After Breitbart reporter Michelle Fields alleged that she was attacked by Donald Trump 2016 presidential campaign manager Corey Lewandowski, leaked internal memos showed that Pollak ordered staffers to stop defending Fields. Pollak also posted a lengthy article to the website questioning Fields's account of the incident. Fields and fellow editor Ben Shapiro resigned over the incident, and questioned the site's support of Trump.

He left Breitbart in 2025.

=== California Post ===
In late 2025, it was revealed that Pollak was joining the California Post as their opinion editor.

==Publications==
Pollak's first book, The Kasrils Affair: Jews and Minority Politics in the New South Africa (Double Storey, 2009), is based on his master's thesis, and uses debates involving the Jewish community, particularly Ronnie Kasrils, as a window onto minority politics in general in post-apartheid South Africa. His second book, Don't Tell Me Words Don't Matter: How Rhetoric Won the 2008 Presidential Election (HC Press, 2009), is self-published, and describes the role played by speeches in Barack Obama's victory over John McCain. Pollak's third book, See No Evil: 19 Hard Truths The Left Can't Handle, was released in 2016. He co-authored How Trump Won: The Inside Story of a Revolution with Larry Schweikart in 2017. In 2020, Pollak published Red November: Will the Country Vote Red for Trump or Red for Socialism.

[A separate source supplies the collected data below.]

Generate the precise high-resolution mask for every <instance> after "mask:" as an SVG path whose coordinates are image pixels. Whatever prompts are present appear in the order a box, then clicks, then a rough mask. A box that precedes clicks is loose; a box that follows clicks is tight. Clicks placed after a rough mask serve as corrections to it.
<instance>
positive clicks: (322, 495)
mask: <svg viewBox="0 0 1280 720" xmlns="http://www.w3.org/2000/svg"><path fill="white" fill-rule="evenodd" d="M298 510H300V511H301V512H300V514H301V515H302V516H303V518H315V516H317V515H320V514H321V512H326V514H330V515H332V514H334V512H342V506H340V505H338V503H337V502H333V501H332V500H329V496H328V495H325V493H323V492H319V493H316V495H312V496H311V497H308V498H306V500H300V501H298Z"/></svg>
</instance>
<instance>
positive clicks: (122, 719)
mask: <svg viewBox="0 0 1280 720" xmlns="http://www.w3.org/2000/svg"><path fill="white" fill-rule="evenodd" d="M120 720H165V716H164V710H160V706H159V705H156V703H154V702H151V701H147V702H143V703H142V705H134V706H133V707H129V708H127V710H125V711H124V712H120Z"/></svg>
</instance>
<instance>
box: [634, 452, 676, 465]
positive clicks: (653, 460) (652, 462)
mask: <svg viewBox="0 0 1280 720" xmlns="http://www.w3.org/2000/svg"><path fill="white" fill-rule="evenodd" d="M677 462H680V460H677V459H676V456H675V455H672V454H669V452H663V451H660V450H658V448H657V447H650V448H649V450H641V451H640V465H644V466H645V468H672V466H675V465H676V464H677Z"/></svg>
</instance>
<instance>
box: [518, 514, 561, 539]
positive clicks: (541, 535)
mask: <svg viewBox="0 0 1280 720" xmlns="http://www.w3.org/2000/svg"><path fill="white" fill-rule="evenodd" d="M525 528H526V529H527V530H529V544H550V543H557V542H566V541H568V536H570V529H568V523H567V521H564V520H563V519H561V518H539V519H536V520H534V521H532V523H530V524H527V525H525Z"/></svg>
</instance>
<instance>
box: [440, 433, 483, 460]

Pollak has written numerous op-eds and articles. While in law school, he wrote for the Harvard Law Record, and alleged on his blog that Palestinian Authority chairman Yasser Arafat faked his blood donation for the victims of the 9/11 terror attacks.

== Personal life ==
Pollak married Julia Inge Bertelsmann in December 2009. She is a black South African who converted to Judaism. Pollak has described himself as an Orthodox Jew.